The Natural Resources and Means Committee of the parliament had asked for the project to be halted due to allegations of irregularities in awarding the contract to the Chinese company without any international bidding.
Nepal had signed an agreement with China's Three Gorges International Corp in February allowing the firm to construct the 750-megawatt West Seti dam in the northwest.
The Chinese firm, which was to own a 75 percent stake in it while the state-owned Nepal Electricity Authority would take the rest, threatened to pull out after the parliamentary panel ordered an inquiry.

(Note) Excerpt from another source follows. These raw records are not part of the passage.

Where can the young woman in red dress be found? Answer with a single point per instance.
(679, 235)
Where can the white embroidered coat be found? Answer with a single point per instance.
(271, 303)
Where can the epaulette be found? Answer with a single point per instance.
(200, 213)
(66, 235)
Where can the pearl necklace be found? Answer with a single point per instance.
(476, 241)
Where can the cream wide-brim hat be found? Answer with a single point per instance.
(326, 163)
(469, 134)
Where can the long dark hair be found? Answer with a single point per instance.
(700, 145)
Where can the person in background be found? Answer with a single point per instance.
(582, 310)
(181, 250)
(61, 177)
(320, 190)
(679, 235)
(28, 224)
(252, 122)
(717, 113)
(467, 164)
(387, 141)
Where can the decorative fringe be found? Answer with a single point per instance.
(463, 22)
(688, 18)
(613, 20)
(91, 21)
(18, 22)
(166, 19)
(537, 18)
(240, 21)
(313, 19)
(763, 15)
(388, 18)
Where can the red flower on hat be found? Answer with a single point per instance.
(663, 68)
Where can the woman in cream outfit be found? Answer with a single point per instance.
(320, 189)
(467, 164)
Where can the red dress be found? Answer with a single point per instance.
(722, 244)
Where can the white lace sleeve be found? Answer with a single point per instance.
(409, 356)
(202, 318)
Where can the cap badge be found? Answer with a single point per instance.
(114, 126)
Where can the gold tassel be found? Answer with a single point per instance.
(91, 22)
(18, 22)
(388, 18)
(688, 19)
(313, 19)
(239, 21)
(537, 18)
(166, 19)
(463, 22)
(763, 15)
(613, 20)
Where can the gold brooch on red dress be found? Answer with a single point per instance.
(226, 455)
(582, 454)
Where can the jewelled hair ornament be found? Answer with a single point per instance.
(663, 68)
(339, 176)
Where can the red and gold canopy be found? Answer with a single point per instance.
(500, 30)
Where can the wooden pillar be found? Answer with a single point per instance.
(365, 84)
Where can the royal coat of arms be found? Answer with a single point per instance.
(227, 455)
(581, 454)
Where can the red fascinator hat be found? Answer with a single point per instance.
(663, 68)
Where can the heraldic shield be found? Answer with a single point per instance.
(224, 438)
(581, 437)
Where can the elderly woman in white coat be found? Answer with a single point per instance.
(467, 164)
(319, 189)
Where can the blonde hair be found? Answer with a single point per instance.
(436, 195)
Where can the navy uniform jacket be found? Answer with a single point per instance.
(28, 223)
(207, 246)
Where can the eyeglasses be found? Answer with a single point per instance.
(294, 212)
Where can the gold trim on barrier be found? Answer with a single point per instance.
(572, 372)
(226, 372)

"We have now directed the government to let the Chinese company go ahead with the project but with some corrections in the agreement," Shanta Chaudhary, chief of the parliamentary panel, said after an investigation
of three weeks.
The project, set to be completed in 2019, is expected to ease the crippling power shortage in Nepal whose economy is still emerging from a decade-long civil war - conflict that scared away investors and slowed
infrastructure projects.
"But the project must be routed through the Nepal Investment Board as required by law," she said without giving details.
According to Lakshman Ghimire, a member of the committee, the Chinese firm should be given only 51 percent stakes instead of 75 percent and the remaining distributed among the public in the remote villages where
the project is to be located.
It is Nepal's biggest foreign investment programme.
Officials from the Chinese firm were not available for comment.